Building a Unified AI Gateway | Enterprise AI Harness Part 2

This is Part 2 of our 3-part deep dive into AI Harness Engineering. Read Part 1 here.

In Part 1, we established that a centralised AI Harness is critical for enterprise security, cost control, and preventing vendor lock-in. Now, it is time to build it.

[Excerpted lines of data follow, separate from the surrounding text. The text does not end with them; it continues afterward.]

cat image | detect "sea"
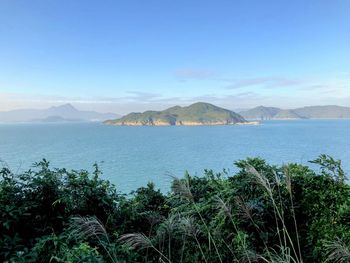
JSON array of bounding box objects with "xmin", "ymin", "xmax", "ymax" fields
[{"xmin": 0, "ymin": 120, "xmax": 350, "ymax": 193}]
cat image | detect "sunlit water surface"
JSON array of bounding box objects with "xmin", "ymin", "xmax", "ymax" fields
[{"xmin": 0, "ymin": 120, "xmax": 350, "ymax": 193}]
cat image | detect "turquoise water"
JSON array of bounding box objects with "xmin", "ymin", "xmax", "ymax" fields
[{"xmin": 0, "ymin": 120, "xmax": 350, "ymax": 192}]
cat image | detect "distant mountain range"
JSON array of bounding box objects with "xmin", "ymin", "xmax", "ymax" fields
[
  {"xmin": 0, "ymin": 104, "xmax": 120, "ymax": 123},
  {"xmin": 239, "ymin": 105, "xmax": 350, "ymax": 120},
  {"xmin": 105, "ymin": 102, "xmax": 252, "ymax": 126}
]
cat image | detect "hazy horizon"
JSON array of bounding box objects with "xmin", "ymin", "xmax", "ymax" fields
[{"xmin": 0, "ymin": 0, "xmax": 350, "ymax": 114}]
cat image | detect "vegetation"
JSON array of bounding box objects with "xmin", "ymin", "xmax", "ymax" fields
[
  {"xmin": 0, "ymin": 155, "xmax": 350, "ymax": 263},
  {"xmin": 105, "ymin": 102, "xmax": 246, "ymax": 126}
]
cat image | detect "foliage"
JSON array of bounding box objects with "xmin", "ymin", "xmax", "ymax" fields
[{"xmin": 0, "ymin": 155, "xmax": 350, "ymax": 263}]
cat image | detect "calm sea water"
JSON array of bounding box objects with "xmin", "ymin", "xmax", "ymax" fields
[{"xmin": 0, "ymin": 120, "xmax": 350, "ymax": 192}]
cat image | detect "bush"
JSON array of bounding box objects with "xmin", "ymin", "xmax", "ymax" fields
[{"xmin": 0, "ymin": 155, "xmax": 350, "ymax": 262}]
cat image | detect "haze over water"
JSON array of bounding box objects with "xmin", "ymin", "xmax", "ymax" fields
[{"xmin": 0, "ymin": 120, "xmax": 350, "ymax": 193}]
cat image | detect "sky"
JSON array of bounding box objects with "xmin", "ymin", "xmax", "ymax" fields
[{"xmin": 0, "ymin": 0, "xmax": 350, "ymax": 114}]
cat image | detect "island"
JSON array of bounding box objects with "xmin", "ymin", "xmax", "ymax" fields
[{"xmin": 104, "ymin": 102, "xmax": 258, "ymax": 126}]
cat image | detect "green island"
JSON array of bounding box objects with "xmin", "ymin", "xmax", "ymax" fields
[
  {"xmin": 0, "ymin": 155, "xmax": 350, "ymax": 263},
  {"xmin": 104, "ymin": 102, "xmax": 258, "ymax": 126}
]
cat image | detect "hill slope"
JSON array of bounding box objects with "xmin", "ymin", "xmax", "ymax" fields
[
  {"xmin": 239, "ymin": 106, "xmax": 282, "ymax": 120},
  {"xmin": 0, "ymin": 104, "xmax": 118, "ymax": 122},
  {"xmin": 105, "ymin": 102, "xmax": 247, "ymax": 126}
]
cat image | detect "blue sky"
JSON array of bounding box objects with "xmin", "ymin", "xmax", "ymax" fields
[{"xmin": 0, "ymin": 0, "xmax": 350, "ymax": 113}]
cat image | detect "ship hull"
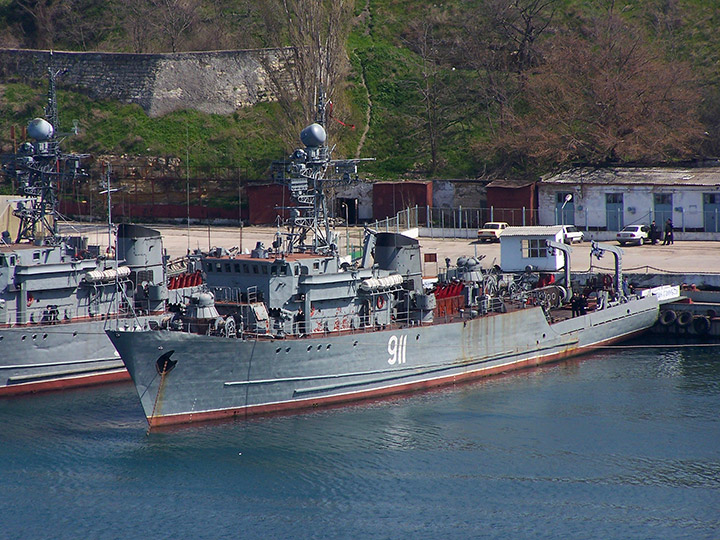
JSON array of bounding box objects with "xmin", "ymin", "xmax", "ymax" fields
[
  {"xmin": 0, "ymin": 319, "xmax": 152, "ymax": 396},
  {"xmin": 108, "ymin": 295, "xmax": 658, "ymax": 427}
]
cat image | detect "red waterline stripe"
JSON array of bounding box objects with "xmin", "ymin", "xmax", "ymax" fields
[{"xmin": 0, "ymin": 369, "xmax": 130, "ymax": 397}]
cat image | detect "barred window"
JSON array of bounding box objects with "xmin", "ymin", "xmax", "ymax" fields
[{"xmin": 522, "ymin": 238, "xmax": 547, "ymax": 259}]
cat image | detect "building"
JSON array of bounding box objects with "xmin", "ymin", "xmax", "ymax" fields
[{"xmin": 538, "ymin": 167, "xmax": 720, "ymax": 233}]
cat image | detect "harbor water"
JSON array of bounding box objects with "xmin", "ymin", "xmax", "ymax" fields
[{"xmin": 0, "ymin": 337, "xmax": 720, "ymax": 540}]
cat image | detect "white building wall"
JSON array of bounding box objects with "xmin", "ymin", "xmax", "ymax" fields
[{"xmin": 538, "ymin": 184, "xmax": 712, "ymax": 230}]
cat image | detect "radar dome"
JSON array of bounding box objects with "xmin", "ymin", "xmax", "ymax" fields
[
  {"xmin": 300, "ymin": 124, "xmax": 327, "ymax": 146},
  {"xmin": 28, "ymin": 118, "xmax": 54, "ymax": 141}
]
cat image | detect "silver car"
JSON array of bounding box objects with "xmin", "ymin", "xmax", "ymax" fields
[{"xmin": 617, "ymin": 225, "xmax": 650, "ymax": 246}]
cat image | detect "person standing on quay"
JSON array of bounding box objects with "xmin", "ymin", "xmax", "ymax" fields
[
  {"xmin": 663, "ymin": 218, "xmax": 675, "ymax": 246},
  {"xmin": 650, "ymin": 219, "xmax": 660, "ymax": 246}
]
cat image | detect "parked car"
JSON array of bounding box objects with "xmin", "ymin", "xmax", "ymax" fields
[
  {"xmin": 617, "ymin": 225, "xmax": 650, "ymax": 246},
  {"xmin": 562, "ymin": 225, "xmax": 585, "ymax": 244},
  {"xmin": 478, "ymin": 221, "xmax": 508, "ymax": 242}
]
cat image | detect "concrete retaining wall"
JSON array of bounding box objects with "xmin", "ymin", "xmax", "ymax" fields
[{"xmin": 0, "ymin": 49, "xmax": 287, "ymax": 116}]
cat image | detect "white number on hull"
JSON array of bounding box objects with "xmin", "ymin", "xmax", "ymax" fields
[{"xmin": 388, "ymin": 336, "xmax": 407, "ymax": 366}]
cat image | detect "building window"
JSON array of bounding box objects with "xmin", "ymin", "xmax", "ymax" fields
[
  {"xmin": 522, "ymin": 238, "xmax": 547, "ymax": 259},
  {"xmin": 654, "ymin": 193, "xmax": 672, "ymax": 206}
]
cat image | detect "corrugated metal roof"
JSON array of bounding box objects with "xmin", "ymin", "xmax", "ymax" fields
[
  {"xmin": 541, "ymin": 167, "xmax": 720, "ymax": 187},
  {"xmin": 500, "ymin": 225, "xmax": 562, "ymax": 237}
]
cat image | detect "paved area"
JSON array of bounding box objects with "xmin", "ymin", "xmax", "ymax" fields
[{"xmin": 62, "ymin": 223, "xmax": 720, "ymax": 275}]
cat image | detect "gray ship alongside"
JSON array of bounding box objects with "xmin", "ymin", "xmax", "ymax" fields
[
  {"xmin": 108, "ymin": 94, "xmax": 677, "ymax": 427},
  {"xmin": 0, "ymin": 72, "xmax": 200, "ymax": 396}
]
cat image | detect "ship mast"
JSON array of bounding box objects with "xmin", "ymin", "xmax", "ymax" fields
[
  {"xmin": 272, "ymin": 87, "xmax": 366, "ymax": 254},
  {"xmin": 3, "ymin": 60, "xmax": 87, "ymax": 245}
]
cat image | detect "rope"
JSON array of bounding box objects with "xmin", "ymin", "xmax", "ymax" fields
[
  {"xmin": 586, "ymin": 343, "xmax": 720, "ymax": 349},
  {"xmin": 145, "ymin": 360, "xmax": 168, "ymax": 435}
]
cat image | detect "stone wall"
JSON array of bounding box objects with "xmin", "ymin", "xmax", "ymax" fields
[{"xmin": 0, "ymin": 49, "xmax": 287, "ymax": 116}]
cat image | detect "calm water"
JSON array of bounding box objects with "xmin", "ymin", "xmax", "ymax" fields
[{"xmin": 0, "ymin": 340, "xmax": 720, "ymax": 539}]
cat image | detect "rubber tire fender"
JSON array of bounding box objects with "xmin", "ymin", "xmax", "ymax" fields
[
  {"xmin": 660, "ymin": 309, "xmax": 677, "ymax": 326},
  {"xmin": 678, "ymin": 311, "xmax": 693, "ymax": 328},
  {"xmin": 693, "ymin": 315, "xmax": 712, "ymax": 336}
]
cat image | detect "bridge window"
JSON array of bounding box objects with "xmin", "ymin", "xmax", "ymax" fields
[{"xmin": 522, "ymin": 238, "xmax": 547, "ymax": 259}]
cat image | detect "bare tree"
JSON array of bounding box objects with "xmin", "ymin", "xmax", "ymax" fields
[
  {"xmin": 457, "ymin": 0, "xmax": 558, "ymax": 135},
  {"xmin": 404, "ymin": 8, "xmax": 465, "ymax": 173},
  {"xmin": 17, "ymin": 0, "xmax": 71, "ymax": 49},
  {"xmin": 149, "ymin": 0, "xmax": 201, "ymax": 52},
  {"xmin": 113, "ymin": 0, "xmax": 154, "ymax": 53},
  {"xmin": 499, "ymin": 12, "xmax": 702, "ymax": 168},
  {"xmin": 257, "ymin": 0, "xmax": 353, "ymax": 148}
]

In this guide, we will provide the foundational Python code for an “out-of-the-box” AI Harness that achieves two things:

Model Routing: It exposes a single generate_text function that abstracts away the differences between Anthropic’s Claude and Google’s Gemini SDKs.
Pre-processing Guardrails: It automatically scrubs PII (Personally Identifiable Information) before the prompt ever touches an external network.

The Model Agnostic Router

Different models excel at different tasks. You might want to use Claude Opus 4.6 for intricate, multi-step reasoning, and Gemini 3.5 Flash for rapid, high-volume classification.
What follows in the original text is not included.